Karim has also courted controversy by telling Orthodox Jews that wounded Palestinian attackers are not human beings, but rather animals deserving of summary execution. IDF soldier Elor Azaria is currently facing prosecution for allegedly executing a wounded Palestinian militant who had stabbed two IDF troops. Karim has infuriated feminists and others by declaring that women are forbidden from serving in the IDF and that LGBT people are “sick or deformed.”
This wouldn’t be the first controversial high-level appointment by Israel’s conservative, Likud-dominated government. Justice Minister Ayelet Shaked made international headlines in 2014 when she posted a highly controversial unpublished article by the late Uri Elitzur, a close ally of Prime Minister Benjamin Netanyahu and an early leader of the movement by Jewish settlers to colonize occupied Palestinian territories, on her Facebook page. The post asserted that “the entire Palestinian people is the enemy” and advocated genocide against the entire nation, “including its elderly women, its cities and its villages, its property and its infrastructure.”

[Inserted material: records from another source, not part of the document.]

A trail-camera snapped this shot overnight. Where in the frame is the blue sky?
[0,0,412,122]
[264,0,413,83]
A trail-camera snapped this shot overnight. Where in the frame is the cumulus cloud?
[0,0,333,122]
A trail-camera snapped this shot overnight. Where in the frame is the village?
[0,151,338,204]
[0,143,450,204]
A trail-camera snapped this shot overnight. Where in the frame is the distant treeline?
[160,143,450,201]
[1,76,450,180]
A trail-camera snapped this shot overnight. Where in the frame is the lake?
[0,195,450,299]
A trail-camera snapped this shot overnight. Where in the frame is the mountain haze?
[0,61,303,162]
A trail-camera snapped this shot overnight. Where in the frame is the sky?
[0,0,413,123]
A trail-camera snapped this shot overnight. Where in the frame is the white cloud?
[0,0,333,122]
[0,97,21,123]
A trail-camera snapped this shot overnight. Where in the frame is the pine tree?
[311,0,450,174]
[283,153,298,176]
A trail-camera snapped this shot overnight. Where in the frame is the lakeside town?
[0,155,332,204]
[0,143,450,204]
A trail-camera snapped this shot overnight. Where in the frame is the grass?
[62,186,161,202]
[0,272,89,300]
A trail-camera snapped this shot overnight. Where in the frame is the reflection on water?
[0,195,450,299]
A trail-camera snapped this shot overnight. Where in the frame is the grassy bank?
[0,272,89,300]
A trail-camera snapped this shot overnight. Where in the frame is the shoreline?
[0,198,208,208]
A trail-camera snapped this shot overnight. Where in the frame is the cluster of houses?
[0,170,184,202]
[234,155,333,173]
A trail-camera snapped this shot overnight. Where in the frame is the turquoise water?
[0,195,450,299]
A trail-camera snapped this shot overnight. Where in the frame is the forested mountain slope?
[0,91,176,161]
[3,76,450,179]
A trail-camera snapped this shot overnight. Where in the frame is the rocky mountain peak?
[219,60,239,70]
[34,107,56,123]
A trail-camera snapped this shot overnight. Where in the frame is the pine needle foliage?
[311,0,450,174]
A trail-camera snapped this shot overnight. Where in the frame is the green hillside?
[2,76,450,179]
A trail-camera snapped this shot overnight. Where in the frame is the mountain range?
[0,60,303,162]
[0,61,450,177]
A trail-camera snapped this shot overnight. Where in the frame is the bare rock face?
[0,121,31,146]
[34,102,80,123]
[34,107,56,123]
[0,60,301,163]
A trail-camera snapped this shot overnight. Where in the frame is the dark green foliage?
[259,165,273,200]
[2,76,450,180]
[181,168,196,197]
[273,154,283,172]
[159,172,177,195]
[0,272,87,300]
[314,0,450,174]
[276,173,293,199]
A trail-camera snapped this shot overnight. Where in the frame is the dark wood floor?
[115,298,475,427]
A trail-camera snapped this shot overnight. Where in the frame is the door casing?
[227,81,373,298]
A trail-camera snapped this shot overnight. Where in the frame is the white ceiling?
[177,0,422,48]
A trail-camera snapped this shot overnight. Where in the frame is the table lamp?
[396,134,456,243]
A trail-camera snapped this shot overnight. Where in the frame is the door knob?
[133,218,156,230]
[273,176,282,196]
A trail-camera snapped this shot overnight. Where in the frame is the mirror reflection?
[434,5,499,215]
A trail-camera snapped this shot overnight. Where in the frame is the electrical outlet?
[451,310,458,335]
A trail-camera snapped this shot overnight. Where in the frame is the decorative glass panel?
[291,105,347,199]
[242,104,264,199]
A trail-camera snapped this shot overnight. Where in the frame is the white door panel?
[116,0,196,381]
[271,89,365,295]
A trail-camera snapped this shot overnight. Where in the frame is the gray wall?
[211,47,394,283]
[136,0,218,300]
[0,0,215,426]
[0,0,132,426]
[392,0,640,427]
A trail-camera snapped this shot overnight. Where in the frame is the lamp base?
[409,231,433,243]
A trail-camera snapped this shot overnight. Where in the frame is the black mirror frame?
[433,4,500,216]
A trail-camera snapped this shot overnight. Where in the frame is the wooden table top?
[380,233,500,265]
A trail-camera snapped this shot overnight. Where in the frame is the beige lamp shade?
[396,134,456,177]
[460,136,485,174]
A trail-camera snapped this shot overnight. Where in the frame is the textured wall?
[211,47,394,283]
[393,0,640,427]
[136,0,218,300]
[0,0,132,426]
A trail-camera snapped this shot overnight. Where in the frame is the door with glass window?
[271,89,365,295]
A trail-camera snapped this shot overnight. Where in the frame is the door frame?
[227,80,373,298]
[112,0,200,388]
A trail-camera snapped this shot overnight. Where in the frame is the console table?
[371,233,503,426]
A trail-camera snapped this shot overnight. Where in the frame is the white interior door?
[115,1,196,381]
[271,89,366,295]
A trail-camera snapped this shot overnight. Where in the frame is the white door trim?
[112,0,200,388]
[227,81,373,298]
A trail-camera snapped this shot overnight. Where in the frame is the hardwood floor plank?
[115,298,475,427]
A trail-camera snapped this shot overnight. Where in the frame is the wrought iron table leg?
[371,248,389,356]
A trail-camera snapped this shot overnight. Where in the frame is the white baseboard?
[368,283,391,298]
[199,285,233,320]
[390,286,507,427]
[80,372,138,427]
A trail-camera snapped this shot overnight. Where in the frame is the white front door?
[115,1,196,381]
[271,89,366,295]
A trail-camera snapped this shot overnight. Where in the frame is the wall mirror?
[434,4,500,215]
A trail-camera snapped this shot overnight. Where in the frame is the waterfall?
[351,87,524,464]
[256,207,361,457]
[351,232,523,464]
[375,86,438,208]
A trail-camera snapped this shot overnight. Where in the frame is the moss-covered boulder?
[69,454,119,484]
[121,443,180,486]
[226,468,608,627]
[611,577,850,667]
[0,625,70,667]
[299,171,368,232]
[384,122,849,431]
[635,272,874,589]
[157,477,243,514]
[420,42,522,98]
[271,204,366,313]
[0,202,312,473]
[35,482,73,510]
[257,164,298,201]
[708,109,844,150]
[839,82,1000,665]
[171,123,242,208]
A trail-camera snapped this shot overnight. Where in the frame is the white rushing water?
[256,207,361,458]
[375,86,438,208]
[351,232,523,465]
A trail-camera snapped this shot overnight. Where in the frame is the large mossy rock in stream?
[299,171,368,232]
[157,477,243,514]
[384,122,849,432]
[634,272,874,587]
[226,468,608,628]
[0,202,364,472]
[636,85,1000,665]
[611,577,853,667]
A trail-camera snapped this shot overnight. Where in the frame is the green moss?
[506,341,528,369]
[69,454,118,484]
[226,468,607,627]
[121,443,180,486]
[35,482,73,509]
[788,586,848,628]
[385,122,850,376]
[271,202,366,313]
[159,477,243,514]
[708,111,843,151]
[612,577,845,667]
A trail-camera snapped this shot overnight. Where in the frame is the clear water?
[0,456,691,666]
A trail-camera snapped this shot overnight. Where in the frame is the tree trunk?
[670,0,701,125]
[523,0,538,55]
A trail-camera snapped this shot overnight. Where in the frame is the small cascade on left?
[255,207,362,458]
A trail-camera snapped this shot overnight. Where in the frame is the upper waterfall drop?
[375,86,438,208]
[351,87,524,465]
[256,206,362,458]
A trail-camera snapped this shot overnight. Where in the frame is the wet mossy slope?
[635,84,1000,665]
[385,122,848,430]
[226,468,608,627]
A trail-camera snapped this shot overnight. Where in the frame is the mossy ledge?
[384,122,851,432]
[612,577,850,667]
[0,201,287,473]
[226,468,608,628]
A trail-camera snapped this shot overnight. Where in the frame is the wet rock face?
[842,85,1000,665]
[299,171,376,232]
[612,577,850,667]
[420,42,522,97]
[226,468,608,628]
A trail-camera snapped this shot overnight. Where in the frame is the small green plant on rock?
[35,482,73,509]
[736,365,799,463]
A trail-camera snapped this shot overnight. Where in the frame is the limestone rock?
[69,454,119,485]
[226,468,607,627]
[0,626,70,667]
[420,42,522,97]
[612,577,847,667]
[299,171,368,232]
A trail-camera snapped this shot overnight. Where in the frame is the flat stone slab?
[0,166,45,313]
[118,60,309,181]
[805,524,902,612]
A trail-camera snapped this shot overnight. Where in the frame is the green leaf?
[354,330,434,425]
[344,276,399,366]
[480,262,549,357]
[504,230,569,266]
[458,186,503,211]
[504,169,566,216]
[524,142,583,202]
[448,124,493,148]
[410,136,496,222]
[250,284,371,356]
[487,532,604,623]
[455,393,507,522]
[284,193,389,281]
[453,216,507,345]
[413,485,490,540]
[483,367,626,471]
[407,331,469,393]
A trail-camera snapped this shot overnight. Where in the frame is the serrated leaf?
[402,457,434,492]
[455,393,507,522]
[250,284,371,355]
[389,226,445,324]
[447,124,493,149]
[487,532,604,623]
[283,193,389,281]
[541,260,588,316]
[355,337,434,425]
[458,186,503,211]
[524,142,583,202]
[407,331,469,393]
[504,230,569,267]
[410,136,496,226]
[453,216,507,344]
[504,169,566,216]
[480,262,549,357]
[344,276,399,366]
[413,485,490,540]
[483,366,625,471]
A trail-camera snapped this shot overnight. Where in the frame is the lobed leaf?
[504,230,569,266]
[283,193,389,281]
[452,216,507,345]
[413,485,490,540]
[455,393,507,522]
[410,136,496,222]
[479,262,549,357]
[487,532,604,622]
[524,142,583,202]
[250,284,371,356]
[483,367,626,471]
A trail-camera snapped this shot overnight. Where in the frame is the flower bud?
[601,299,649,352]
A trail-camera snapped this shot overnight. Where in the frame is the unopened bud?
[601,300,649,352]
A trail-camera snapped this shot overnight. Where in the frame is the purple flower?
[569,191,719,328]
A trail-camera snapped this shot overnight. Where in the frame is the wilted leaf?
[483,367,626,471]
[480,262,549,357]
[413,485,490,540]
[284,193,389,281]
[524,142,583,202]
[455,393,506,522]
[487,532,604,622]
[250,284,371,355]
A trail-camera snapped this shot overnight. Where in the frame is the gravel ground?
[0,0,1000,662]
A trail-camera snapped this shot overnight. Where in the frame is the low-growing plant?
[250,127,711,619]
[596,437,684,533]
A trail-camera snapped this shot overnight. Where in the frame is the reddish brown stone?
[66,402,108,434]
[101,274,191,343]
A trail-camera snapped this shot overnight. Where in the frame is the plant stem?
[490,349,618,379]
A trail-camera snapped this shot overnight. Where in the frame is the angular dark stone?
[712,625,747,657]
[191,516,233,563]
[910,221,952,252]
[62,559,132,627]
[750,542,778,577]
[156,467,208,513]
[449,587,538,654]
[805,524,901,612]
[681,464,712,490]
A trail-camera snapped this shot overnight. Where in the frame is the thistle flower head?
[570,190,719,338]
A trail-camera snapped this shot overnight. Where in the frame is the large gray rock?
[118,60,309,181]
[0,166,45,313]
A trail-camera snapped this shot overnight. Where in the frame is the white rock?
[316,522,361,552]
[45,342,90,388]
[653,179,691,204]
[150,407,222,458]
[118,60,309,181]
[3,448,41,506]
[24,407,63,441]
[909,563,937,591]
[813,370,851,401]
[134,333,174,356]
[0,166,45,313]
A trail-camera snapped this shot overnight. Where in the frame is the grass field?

Moshe Feiglin, the deputy speaker of the Knesset (parliament) who is banned from entering Britain for “seeking to promote terrorist acts,” shocked much of the world when he called for the ethnic cleansing of Gaza during the 2014 Israeli offensive there that left more than 2,100 Palestinians, including more than 1,400 civilians, dead.
Israeli Defense Minister Avigdor Lieberman, who must approve Karim’s nomination, also raised eyebrows last year when he called for the beheading of disloyal Israeli Arabs.
The military rabbinate is also no stranger to allegations that it promotes atrocities. During the 2009 Gaza offensive, it distributed a religious booklet that warned against showing mercy to the enemy. Operation Cast Lead, the IDF bombing and invasion, killed more than 1,400 Palestinians, including more than 900 civilians. Three Israelis died.
Other influential Israeli rabbis, including the late Ovadia Yosef, have promulgated Jewish supremacism and called for the annihilation of Arabs. Their proclamations sometimes have dire real-world consequences for people deemed inferior to Jews—witness the 2010 signing by dozens of chief municipal rabbis throughout Israel of a religious ruling banning Jews from renting homes to non-Jews, especially Arabs.
“When a non-Jew moves in, residents begin to worry about their children, about their daughters. Many Arab students have been known to date Jewish girls,” Safed Chief Rabbi Shmuel Eliyahu explained at the time.
UPDATE: Haaretz reports Eisenkot is reconsidering Karim’s nomination in lieu of the rabbi’s controversial remarks about rape.